There are some that are told through the medium of dance and music, simply spoiling its audience with choices. From the early days, storytelling has been our method of teaching, persuading, and communicating. Our brains are hardwired to respond to storytelling. Over the year’s brands have leveraged storytelling as the bedrock of branded communication. They developed one key message, focused on a few formats and crafted it with artistry.
Modern storytelling has taken many forms, brands are finding new ways to connect, persuade, and drive human emotion.
Today audiences are scrolling through nearly 300 feet of content in a single day—the size of a cricket ground pitch— Some absorb visual storytelling, while some listen to voices intently - instead of binge-watching, they prefer binge-listening. Some wish to touch and interact to truly absorb an experience. Others need to be fully immersed in sights, sounds, and even smells of an experience to fully absorb the message.

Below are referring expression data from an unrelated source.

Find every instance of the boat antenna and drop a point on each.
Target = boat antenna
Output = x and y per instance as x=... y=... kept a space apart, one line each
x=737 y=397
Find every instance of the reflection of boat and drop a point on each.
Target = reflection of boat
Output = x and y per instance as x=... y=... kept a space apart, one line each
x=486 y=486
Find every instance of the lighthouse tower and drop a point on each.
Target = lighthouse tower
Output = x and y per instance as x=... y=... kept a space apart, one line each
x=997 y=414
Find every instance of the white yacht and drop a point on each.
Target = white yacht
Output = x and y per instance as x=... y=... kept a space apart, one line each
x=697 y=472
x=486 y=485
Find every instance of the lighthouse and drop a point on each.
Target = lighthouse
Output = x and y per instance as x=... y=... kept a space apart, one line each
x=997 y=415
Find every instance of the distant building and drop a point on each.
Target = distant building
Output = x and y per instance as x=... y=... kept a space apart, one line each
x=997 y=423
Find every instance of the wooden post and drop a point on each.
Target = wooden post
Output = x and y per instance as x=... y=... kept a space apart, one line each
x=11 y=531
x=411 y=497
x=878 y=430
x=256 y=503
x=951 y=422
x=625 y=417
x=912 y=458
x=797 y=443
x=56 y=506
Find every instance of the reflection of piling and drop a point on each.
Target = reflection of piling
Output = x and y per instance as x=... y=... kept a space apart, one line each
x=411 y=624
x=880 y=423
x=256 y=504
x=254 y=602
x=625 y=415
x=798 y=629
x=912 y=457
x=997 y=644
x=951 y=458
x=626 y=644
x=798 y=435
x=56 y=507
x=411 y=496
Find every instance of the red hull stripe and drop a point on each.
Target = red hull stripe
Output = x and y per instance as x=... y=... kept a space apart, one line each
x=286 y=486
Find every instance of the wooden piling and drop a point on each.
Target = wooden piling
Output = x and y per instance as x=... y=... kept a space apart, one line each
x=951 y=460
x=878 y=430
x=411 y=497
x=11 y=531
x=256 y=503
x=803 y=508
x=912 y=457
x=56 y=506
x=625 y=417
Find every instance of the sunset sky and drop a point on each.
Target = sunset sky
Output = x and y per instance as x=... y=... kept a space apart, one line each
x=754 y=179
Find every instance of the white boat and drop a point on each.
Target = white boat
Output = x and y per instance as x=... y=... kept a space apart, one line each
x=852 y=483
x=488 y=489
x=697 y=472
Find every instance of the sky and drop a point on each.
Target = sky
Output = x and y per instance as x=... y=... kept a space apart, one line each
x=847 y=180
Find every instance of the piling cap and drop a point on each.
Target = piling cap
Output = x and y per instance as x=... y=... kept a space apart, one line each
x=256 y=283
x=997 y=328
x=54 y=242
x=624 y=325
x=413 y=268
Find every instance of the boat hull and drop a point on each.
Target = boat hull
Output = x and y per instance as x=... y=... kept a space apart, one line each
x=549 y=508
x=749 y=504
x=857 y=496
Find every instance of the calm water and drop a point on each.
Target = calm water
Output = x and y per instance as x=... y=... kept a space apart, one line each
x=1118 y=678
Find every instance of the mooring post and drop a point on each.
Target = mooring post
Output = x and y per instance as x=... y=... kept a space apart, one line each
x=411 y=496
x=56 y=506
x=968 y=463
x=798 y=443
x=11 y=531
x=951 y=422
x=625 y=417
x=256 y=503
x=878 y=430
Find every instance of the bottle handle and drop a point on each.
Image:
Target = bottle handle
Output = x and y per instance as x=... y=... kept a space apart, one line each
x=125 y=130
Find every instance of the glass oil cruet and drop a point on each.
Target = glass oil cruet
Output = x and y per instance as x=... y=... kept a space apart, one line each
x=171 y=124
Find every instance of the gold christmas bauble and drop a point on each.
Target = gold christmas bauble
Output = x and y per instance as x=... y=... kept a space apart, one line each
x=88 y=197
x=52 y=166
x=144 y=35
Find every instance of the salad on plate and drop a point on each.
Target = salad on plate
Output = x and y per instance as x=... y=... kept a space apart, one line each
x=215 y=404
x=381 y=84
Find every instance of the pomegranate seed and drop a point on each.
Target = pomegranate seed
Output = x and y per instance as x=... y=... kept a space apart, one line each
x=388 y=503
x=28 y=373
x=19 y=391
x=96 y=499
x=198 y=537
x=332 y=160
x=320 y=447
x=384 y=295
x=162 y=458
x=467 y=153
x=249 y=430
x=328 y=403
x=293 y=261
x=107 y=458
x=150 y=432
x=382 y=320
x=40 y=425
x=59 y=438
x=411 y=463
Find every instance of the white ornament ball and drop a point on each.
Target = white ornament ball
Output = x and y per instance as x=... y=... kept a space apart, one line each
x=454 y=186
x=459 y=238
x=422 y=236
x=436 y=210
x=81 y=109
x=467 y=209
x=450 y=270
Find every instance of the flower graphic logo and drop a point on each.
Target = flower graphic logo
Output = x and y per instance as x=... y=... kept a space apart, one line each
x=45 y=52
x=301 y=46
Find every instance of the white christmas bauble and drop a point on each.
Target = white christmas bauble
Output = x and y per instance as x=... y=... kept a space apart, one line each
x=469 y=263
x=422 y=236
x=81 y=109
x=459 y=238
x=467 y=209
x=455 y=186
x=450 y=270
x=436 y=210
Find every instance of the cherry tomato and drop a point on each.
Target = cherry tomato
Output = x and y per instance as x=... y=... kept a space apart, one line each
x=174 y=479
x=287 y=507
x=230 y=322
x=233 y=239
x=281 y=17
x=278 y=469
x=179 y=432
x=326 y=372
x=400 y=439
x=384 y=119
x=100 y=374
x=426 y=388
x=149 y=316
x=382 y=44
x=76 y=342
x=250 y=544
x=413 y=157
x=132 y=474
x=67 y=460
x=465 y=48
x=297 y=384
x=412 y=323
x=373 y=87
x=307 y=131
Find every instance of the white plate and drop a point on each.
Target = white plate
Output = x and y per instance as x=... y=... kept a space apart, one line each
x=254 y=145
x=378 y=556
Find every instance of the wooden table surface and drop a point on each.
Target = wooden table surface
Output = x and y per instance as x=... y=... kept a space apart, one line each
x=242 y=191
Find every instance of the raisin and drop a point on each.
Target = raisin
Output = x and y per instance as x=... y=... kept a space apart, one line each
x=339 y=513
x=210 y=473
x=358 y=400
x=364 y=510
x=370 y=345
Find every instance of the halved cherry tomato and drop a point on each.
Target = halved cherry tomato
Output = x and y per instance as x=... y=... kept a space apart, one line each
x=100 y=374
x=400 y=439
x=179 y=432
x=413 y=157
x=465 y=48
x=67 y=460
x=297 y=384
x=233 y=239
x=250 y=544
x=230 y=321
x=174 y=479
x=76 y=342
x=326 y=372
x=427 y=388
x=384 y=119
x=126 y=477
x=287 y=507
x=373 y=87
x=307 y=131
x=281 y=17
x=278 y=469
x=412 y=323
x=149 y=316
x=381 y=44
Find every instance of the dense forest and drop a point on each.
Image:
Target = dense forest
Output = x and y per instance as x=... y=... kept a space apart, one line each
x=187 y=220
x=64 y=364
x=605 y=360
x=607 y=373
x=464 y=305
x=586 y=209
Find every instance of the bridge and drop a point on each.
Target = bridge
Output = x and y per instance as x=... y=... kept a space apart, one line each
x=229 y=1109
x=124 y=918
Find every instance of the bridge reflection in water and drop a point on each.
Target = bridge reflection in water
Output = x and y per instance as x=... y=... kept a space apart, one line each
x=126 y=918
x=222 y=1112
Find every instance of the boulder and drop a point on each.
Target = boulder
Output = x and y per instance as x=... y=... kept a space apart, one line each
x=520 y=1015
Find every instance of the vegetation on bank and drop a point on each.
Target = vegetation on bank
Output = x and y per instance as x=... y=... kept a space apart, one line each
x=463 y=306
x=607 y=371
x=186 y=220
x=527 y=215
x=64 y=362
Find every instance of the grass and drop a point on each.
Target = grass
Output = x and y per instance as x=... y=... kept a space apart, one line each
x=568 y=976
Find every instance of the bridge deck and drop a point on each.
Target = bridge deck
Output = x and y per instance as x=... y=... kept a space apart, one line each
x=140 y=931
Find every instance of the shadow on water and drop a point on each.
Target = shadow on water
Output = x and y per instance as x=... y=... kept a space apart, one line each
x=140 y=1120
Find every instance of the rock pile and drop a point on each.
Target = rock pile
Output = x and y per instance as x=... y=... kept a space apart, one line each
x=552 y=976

So, understanding audiences’ interests, behaviour, motivations have become more important than ever. Speaking to them as individuals and not consumers, connecting with them at personal and emotional level will increase empathy, connectedness and attention.
Data can help us understand this by bringing to light great insights and intriguing facts which make for unusual, creative, and inspiring stories that resonate with audience in meaningful way.
Brands have analysed data to discover vital facts to tell a story that has deeper cultural significance.
Research revealed that one out of two women in the country is anaemic due to iron deficiency. During Dhanteras, an auspicious day on which devotees worship wealth and purchase gold, DSM (Dutch State Mines) urged women to invest in another element—iron and give iron levels in their bodies an equal importance as the precious metal. Here data helped narrow down on an occasion which not only targeted the right audience but also gave the brand an opportunity to take a creative twist on traditions.
Brands are increasingly harnessing data to predict what will connect with the audience. Google, the powerhouse of data, does that each year with their ‘year in search’ videos - two-minute film crafted out of the trending searches of the year showcasing footage of the pivotal moments – both joyful and tragic. This evokes a strong range of emotions from viewers as it encompasses stories that the audience themselves have cared about and searched.
Over 163 million people in rural areas across India don’t have access to clean drinking water, causing serious health issues and agricultural loss. Yet an average shower in urban areas uses 65 litres of water! This hard-hitting fact was brought to life by HUL in a compelling and emotional story.
Popular spoken word platform Kommune has a discovery team that works across the country to collect data on what people care about and find topics that audiences would be interested in. For example, teens talk about love, mental health and family, 40 plus audience prefers humour and lighter content, etc. They use these data to craft and curate stories that will resonate with the right audience
Brands should take inspiration from OTT platforms such as Netflix and Prime Video which are exploring innovative and interactive forms of storytelling.
So much so that their popular shows have become the topic of conversations at dinner party and office banter. We can expect similar kind of storytelling from the brands as well.
Brands can create “Adisodes” where multiple content films of a campaign could be released episodically. Each Adisode is connected to form a larger story, while still being effective as a standalone content piece. Comments and interaction at the end of each episode can help generate data to target the viewers for upcoming Adisodes and start a conversation.
“Bandersnatch” is another way to go, where you are giving audiences the option to select their own desired outcome through the course of the content via multiple choices, making it a truly customized viewing experience. Viewers are in control of the story and therefore more invested in the storytelling than a linear narrative. It will give brands a plethora of permutations and combinations to tell their story, almost gamifying it, where the right decision can lead the viewer to a more rewarding experience.